A decade ago, people couldn’t fully imagine the way smartphones would give rise to the app economy. Today we are at the threshold of something equally momentous – that’s why entrepreneurs and investors are now beginning to imagine the economic possibilities tied in with connected cards.

The Future of Connected Cars

The next phase of connected cars through the 20-teens is when cars connected to services and information outside of the car including but not limited to the following:

LTE data connections & Wi-Fi to passengers – AT&T  in the spring of 2014 announced services in which drivers can add their car with LTE to their AT&T mobile share plans.  The connection to LTE enables passengers to perform web surfing and connected apps. It also allows for the app in the head/dash unit to connected to data services such as stream audio services like Pandora, iHeart Radio, and Slacker Radio. 4G LTE in the United States will is available in GM (Chevy, Buick, Cadillac) cars via OnStar. HSPA+ connectivity is available in Tesla and  Volvo from AT&T. More car makers may find a demand for 4G  LTE connectivity because it will enable them to update software over-the-air.  Verizon Wireless is expected to offer 4G LTE to  (Hyundai) in the future.

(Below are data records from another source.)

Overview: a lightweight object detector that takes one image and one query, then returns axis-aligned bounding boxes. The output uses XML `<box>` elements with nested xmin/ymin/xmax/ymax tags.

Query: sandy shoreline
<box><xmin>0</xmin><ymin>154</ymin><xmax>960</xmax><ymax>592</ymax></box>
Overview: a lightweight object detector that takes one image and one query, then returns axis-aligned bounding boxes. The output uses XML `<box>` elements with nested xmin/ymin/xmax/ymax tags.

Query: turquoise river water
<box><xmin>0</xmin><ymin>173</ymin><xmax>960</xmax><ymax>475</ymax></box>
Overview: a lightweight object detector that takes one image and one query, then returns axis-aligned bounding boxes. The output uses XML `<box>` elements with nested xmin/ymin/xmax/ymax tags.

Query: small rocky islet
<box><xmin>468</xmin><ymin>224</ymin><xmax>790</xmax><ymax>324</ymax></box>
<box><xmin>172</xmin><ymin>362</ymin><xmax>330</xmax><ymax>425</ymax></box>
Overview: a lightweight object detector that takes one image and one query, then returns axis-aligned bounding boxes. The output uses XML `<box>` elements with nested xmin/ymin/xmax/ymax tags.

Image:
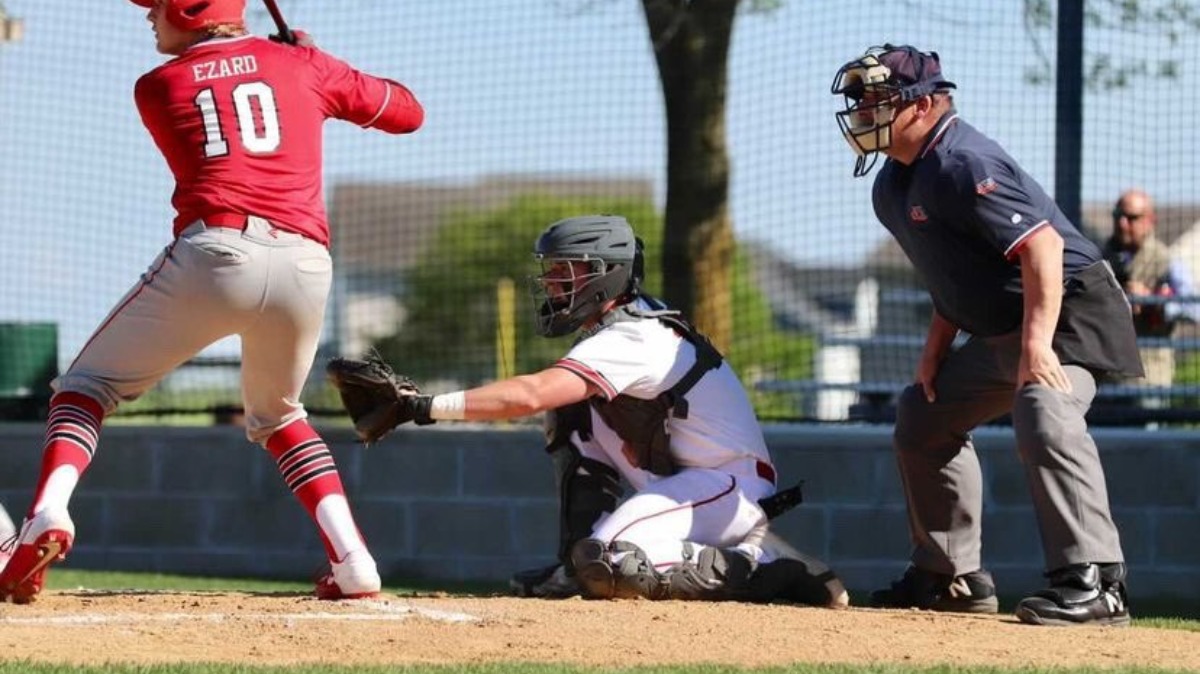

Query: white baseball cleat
<box><xmin>0</xmin><ymin>507</ymin><xmax>74</xmax><ymax>603</ymax></box>
<box><xmin>313</xmin><ymin>548</ymin><xmax>382</xmax><ymax>600</ymax></box>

Vehicle-to-Vehicle (V2V) and Vehicle-to-Infrastructure – for the everything from traffic management to stopping a car from entering a dangerous intersection, V2V and V2I are communications systems that interact for the safety of the auto and its surrounding environment.  The U.S. Department of Transportation is working on guidelines to enable V2V systems that connect to municipalities and for safety and better traffic control. Research on V2V is being done by the University of Michigan Ann Arbor.

Systems to Show Offers Based on Driver Behavior 
As this field grows, services that may be offered are automated text messages to a spouse or family member when the traffic going home is bad or coffee discount coupons in the morning on your way to work or even travel/hotel offers when you drive to different cities.

Now, cars will drive themselves and the human driver will take over the wheel only when necessary.  This realm is also called “robotic vehicles.” Vehicles such as the Ford auto-driving research car and the Renault Kwid are few examples of research and concept vehicles that may drive themselves.

Other companies working on autonomous cars include Nissan, Volkswagen, Peuegot, and other.  Polls show people many people are not ready to driverless cars. Research shows that Google and IBM will profit.  Driverless cars use ADAS features to drive the car.

This relates to the field of predictive driving systems to shorten response time for controlling aspects of the vehicle.